I can't even begin to believe I've made this deadline.
As for the novel, well, Jennifer's read the final chapter, as has Thryn, and both of them cried. I'm not sure I've ever done that before, made people cry. I almost did it to myself, towards the end. And it's odd, feeling good that you've made people feel bad. Neil and I were discussing this back in March at the World Horror Convention and we agreed it was rather strange, having someone say, "Oh, that was terrible. That made me cry (or that scared the beejeesus out of me, or that was really depressing, or whatever)," while we nod our heads sympathetically, thank them, all the while doing a little victory dance inside.
Low Red Moon is a strange novel. I always say that when I finish a book, but this time it's really, really true. It's sadder, in some ways, than Silk and way darker than Threshold. I've reached that point where I'm perfectly terrified of what critics and readers will say upon reading it.

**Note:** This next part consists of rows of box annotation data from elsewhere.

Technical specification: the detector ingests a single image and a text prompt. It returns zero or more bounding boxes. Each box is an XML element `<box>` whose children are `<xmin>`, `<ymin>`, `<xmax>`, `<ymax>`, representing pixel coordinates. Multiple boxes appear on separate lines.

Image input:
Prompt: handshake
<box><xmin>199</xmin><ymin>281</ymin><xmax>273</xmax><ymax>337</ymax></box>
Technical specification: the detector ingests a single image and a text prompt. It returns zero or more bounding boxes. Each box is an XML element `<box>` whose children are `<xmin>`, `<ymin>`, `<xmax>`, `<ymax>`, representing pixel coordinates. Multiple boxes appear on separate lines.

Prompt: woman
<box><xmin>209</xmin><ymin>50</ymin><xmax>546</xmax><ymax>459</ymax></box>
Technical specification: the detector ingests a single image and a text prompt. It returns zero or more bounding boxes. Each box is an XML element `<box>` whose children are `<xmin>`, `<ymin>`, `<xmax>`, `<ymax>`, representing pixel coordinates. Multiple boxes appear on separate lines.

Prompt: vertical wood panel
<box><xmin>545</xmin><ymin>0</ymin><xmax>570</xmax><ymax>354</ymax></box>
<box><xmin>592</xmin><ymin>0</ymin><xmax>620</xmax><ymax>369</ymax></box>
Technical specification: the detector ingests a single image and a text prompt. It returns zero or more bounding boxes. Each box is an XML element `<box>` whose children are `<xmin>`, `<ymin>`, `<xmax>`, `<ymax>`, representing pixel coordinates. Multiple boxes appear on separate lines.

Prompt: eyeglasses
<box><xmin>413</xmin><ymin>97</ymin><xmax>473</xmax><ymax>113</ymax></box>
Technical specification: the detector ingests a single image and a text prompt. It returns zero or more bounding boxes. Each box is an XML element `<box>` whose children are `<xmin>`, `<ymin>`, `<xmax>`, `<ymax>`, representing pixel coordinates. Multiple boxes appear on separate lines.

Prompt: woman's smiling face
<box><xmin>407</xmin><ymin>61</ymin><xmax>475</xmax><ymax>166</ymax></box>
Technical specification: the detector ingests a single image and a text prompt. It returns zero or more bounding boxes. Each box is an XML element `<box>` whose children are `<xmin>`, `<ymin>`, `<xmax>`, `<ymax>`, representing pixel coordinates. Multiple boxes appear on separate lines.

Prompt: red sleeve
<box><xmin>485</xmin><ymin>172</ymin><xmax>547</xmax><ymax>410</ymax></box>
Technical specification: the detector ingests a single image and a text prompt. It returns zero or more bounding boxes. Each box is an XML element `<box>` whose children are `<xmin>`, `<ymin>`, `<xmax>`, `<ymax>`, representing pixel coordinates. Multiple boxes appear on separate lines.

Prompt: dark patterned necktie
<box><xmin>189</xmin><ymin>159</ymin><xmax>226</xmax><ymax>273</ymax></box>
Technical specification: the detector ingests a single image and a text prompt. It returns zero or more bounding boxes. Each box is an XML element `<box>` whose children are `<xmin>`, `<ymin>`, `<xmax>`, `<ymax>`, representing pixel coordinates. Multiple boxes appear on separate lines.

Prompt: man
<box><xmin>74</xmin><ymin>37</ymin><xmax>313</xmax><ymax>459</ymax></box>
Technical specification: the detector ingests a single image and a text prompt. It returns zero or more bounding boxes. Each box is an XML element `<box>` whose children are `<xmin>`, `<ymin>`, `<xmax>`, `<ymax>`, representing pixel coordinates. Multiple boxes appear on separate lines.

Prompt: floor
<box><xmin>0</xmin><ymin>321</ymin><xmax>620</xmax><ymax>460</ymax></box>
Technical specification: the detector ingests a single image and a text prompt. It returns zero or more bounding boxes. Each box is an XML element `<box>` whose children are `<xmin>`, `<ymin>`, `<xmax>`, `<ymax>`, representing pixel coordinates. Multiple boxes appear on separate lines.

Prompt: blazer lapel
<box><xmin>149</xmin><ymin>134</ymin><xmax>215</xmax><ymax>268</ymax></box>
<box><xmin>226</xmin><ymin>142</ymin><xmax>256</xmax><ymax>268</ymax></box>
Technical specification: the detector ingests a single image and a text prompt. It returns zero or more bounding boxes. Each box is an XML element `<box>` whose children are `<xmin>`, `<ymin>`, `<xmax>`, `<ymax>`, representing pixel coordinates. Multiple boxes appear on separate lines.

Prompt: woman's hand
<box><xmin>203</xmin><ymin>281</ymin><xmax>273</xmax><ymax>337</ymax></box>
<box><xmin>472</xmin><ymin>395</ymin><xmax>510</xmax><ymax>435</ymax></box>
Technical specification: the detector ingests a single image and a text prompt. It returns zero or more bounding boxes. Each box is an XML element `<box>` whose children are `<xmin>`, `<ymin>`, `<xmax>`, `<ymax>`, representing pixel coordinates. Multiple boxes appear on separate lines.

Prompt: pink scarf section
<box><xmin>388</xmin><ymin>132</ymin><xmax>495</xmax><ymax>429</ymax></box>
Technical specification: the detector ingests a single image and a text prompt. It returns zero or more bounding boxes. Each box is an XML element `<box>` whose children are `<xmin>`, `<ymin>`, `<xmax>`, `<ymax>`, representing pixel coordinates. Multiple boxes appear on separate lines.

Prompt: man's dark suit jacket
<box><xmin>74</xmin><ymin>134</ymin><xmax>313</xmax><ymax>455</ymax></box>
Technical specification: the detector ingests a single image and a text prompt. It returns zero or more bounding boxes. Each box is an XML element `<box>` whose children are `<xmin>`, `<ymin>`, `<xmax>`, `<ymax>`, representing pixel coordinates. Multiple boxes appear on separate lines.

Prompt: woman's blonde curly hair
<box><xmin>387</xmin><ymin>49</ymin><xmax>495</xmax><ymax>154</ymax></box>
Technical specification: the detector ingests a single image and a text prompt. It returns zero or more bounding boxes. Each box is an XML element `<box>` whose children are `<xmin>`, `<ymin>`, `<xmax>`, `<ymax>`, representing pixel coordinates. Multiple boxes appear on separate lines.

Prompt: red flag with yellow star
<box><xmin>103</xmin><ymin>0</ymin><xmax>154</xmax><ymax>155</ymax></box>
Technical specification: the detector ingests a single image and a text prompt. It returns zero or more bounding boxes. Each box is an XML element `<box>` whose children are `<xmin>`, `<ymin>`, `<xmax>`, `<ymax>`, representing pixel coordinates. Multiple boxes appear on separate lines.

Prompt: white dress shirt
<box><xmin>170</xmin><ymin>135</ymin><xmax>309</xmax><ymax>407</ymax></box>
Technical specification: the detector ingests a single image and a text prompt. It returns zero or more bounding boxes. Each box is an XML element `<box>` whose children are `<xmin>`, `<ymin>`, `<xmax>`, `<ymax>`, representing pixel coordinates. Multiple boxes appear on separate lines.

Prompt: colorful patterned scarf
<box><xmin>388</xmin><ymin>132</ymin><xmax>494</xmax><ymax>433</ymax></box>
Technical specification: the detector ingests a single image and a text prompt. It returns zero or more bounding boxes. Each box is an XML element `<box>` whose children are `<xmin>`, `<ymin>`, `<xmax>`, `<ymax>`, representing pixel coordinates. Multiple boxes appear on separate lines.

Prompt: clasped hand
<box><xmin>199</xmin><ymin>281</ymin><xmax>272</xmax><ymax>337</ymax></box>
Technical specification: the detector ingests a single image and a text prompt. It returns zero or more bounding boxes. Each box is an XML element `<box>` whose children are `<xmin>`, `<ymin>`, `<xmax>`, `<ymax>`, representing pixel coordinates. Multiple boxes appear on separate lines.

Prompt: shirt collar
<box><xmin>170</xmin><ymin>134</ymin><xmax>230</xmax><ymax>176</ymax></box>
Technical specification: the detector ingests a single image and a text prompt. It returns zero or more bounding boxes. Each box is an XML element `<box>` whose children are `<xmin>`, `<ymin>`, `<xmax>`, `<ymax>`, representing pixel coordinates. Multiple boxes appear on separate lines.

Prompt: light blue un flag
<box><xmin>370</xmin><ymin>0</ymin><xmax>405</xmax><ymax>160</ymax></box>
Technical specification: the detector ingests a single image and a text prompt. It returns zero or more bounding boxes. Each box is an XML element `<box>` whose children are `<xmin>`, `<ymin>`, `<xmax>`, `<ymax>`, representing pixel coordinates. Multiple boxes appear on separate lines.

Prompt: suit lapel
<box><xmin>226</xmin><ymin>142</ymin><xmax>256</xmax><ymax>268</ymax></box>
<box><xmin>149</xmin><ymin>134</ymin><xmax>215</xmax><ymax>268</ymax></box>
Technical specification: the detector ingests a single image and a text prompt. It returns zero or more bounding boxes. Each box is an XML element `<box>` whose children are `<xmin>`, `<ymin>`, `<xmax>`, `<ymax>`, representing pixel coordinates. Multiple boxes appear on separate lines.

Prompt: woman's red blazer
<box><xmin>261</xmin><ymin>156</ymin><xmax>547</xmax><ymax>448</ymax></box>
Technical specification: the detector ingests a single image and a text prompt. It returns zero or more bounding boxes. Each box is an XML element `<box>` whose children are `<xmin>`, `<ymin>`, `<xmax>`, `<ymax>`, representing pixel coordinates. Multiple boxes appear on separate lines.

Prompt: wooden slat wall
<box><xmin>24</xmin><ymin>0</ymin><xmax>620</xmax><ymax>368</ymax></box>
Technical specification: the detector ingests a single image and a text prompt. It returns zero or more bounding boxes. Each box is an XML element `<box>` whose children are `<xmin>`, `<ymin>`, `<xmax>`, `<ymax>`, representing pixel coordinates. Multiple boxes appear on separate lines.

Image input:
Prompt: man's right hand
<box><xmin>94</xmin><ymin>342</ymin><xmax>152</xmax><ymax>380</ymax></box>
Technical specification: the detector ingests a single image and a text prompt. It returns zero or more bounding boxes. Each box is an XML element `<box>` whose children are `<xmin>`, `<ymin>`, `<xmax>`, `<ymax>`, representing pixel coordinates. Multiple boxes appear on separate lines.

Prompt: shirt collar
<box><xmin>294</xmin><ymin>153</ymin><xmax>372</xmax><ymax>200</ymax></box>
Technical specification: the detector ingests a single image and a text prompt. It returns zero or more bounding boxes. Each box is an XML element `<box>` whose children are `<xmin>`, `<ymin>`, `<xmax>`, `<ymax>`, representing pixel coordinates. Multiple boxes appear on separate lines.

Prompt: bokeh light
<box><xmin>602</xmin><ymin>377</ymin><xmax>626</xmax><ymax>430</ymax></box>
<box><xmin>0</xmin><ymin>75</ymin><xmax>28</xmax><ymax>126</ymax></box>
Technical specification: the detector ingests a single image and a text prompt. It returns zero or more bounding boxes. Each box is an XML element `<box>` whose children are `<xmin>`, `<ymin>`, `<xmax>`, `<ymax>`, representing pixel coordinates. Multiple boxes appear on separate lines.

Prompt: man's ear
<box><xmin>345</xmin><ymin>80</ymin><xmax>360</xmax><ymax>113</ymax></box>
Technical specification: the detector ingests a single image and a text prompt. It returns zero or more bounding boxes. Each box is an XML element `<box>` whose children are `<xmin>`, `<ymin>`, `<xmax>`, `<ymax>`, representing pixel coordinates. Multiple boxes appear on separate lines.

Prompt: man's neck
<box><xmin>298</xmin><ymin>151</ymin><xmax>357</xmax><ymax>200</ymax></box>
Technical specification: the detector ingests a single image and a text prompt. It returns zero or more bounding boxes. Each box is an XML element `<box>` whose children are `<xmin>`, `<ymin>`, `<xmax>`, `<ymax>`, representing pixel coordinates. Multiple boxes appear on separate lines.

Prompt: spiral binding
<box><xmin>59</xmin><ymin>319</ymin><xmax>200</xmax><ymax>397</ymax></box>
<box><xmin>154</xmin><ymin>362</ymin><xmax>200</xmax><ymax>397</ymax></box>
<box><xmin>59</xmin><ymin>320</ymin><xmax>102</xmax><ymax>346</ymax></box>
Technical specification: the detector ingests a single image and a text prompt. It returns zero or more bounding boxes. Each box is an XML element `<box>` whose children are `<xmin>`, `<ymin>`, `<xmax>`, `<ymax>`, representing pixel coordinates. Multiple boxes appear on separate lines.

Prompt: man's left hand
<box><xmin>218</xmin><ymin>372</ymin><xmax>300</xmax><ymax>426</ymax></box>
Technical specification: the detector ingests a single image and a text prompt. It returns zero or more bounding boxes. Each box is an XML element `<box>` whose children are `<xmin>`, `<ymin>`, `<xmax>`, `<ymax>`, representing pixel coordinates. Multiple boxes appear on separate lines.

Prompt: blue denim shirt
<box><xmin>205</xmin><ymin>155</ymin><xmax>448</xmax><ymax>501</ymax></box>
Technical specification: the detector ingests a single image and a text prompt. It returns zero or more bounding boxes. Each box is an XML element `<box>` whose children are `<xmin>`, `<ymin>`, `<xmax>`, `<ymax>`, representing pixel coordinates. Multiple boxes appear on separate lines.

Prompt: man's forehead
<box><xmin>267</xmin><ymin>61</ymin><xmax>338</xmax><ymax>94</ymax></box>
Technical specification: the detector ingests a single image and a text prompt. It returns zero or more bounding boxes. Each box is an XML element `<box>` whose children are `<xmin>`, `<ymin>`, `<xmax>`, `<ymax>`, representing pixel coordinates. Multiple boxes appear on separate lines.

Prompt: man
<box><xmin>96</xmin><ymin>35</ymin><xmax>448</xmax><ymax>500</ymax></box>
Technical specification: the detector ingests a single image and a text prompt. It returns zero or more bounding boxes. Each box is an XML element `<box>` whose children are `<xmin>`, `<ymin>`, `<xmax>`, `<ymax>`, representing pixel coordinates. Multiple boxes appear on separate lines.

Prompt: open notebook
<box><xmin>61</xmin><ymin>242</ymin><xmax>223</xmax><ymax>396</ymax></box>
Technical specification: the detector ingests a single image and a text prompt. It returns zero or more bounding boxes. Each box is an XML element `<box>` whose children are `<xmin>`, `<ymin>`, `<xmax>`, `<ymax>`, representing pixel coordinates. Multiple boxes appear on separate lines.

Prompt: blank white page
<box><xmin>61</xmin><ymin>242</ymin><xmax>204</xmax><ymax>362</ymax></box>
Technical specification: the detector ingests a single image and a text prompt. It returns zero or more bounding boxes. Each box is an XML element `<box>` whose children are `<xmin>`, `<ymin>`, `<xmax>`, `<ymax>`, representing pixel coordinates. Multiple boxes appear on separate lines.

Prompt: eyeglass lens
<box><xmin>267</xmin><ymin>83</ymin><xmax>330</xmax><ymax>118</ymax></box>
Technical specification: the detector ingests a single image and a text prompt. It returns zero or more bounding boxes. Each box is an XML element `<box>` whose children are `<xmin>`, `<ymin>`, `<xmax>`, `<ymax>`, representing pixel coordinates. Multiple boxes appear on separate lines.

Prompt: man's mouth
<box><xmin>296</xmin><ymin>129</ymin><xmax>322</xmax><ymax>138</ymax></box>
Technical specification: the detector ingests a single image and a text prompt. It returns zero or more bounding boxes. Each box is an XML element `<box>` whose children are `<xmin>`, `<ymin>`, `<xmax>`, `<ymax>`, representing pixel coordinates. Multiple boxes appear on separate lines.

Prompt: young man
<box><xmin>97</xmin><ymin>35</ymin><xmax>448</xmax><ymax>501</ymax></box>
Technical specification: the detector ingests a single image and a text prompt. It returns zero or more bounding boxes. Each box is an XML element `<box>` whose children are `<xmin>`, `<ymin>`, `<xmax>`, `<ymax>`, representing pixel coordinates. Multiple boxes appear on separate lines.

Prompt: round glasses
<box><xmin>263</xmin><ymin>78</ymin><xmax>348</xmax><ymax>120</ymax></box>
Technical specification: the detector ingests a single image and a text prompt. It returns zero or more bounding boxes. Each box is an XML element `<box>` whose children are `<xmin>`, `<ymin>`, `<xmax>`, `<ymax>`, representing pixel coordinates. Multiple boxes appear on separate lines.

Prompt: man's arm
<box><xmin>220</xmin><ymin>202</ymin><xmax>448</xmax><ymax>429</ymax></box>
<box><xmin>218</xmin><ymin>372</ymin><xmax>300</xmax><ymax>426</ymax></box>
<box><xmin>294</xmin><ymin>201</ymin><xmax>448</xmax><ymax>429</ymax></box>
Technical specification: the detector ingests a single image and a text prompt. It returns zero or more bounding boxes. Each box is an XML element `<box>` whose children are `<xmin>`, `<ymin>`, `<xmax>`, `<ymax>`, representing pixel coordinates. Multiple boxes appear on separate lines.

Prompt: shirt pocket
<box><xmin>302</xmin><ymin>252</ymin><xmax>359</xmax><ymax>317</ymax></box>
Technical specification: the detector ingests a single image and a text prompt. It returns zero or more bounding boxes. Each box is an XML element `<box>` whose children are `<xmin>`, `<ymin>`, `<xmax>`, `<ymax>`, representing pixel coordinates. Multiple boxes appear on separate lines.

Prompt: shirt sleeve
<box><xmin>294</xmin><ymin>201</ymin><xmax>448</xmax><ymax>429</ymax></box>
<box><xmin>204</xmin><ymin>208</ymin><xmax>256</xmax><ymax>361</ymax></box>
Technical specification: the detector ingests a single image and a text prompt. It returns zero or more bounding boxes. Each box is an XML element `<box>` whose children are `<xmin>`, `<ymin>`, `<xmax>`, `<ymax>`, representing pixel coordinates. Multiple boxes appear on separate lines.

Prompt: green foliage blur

Also, it's brought me back to that other point where, as an author who writes books wherein very bad things happen to people who often don't have it coming, I have to stop and wonder at the morality of this affair. The culpability of the writer. My obligation to the children of my mind. No one (except possibly Bill Gates) ever comes closer to being a god (or goddess) than does a writer. You fashion a world and nothing in that world happens without your say-so, nothing good and nothing bad. You create characters you love (you have to, or you can't expect anyone else to love them), and then you fail to protect them. And you do it for art, or you do it to entertain others, or you do it for the money (I'm not sure if I know which of those motives is less noble). And it makes me think of various naive objections to the existence of a supreme being that I've heard bandied about by the casually rebellious or loosely philosophical — how can they be expected to believe in a god who allows bad things to happen to his (or her, or its) creations. Maybe their answer lies in fiction. Maybe not. But it sure feels that way to me this morning.